赵伟是从赵国驸马府出身,一直对吴天忠心耿耿。吴天把他提拔到内卫副统领以及督察官的位置上就是看中他的秉性,但凡吴天制定的刑律,他从不违背,也从不容许他人违背,做事小心翼翼,不骄不躁,世人都以为赵妮的地位没有琴清、韩晶等人高,但赵伟却知道,驸马府中出来的人,几乎都被吴天放在了重要的位置上,官位不是很高,但手中权柄极大。赵伟更知赵妮在吴天心中的地位,赵妮不喜欢争权夺利,除非节假日,赵妮才会派人给驸马府中的人赏赐些礼物,其余时间,赵妮从不过问他们。
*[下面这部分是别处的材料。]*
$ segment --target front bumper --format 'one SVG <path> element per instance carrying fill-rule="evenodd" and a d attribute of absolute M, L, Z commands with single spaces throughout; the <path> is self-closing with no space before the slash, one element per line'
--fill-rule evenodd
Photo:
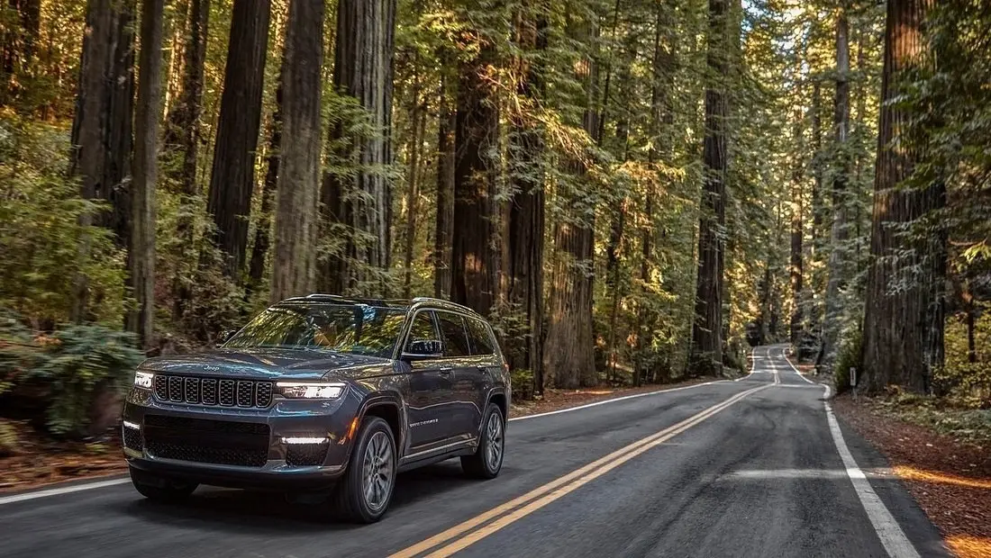
<path fill-rule="evenodd" d="M 133 468 L 207 485 L 275 490 L 329 487 L 347 466 L 352 446 L 352 420 L 357 416 L 359 405 L 357 395 L 351 390 L 338 400 L 276 399 L 267 409 L 238 409 L 167 403 L 159 401 L 148 390 L 133 388 L 124 404 L 124 455 Z M 205 419 L 250 423 L 256 427 L 249 428 L 256 432 L 265 430 L 261 426 L 264 424 L 268 431 L 268 448 L 255 452 L 261 455 L 258 463 L 252 465 L 208 462 L 209 458 L 204 461 L 203 455 L 209 455 L 209 447 L 203 448 L 204 451 L 194 458 L 196 460 L 174 458 L 175 454 L 167 457 L 157 455 L 155 448 L 162 445 L 156 445 L 146 436 L 146 432 L 153 431 L 146 424 L 146 418 L 151 416 L 155 416 L 153 422 Z M 159 428 L 162 432 L 161 426 Z M 217 432 L 214 435 L 226 434 Z M 231 437 L 234 435 L 231 434 Z M 256 440 L 258 435 L 255 434 Z M 326 441 L 315 446 L 293 445 L 287 443 L 285 438 L 322 438 Z M 204 443 L 210 442 L 205 440 Z M 298 455 L 303 445 L 319 447 L 321 451 L 315 458 L 310 454 L 307 464 L 293 463 L 293 455 Z M 322 452 L 324 445 L 325 453 Z"/>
纪隐在死前忽然明白了过来,他一直没有听琴清的警告,当他执掌内卫时,琴清就亲自警告他,内卫乃王宫安全的保障,切莫恃宠而骄,若触犯了内卫刑律,就是她也不会为其求情。想到这里,他后悔已晚,早知纪明被大祭司要挟,只是他相信大王会夺过这次劫难,大王同样是个身份神秘的人,应该可以对付大祭司。可惜吴天并未给他改过的机会,错误有时候只要犯了一次,一次就足以杀头。
赵伟见纪隐和纪明的人头已斩下,心中愤怒至极,就是身边的所有内卫也是愤怒。内卫在滇国有着崇高的地位,但也有着严厉的刑法限制。内卫建立至今,竟有人背叛大王,这是打大王的脸,也是打他们的脸。这次大王洪福齐天,清除了敌人的暗算。原本大家对大祭司遭致大王打压,心中也颇是同情,现在却恨不得把大祭司抓来剥皮抽筋,以洗内卫之耻。
吴天亲自写了一道密令裹在竹筒中,绑在夜鹰的腿上,他给李嫣嫣和阿青下了一道秘令,秘密监视纪明家人,顺藤摸瓜,把潜伏在滇国内部的暗子彻底铲除。至于大祭司,则叮嘱阿青严密监视,待他回来再作处置。
吴天拿着手中的飞甲仔细研究起来,他懂各种施毒手段,只是一直没有暴露出来而已。况且大祭司体内也被他下了一种奇毒,这种毒如果没有遇到另外一种催生之物是不会有任何反应,一旦遇上千里香,香味便会引发体内的毒而发作,痛苦将持续三月方才解脱。
想到这里,吴天嘿嘿一笑,道:“西施,你可以偷偷的把你养的那盆千里香送给大祭司,是该大祭司享受一下寡人送给她的大礼。世上害人的手段多了去,她会,难道寡人就不会?哼,她用千里飞甲谋害我们,那寡人就以其人之道还治其人之身。”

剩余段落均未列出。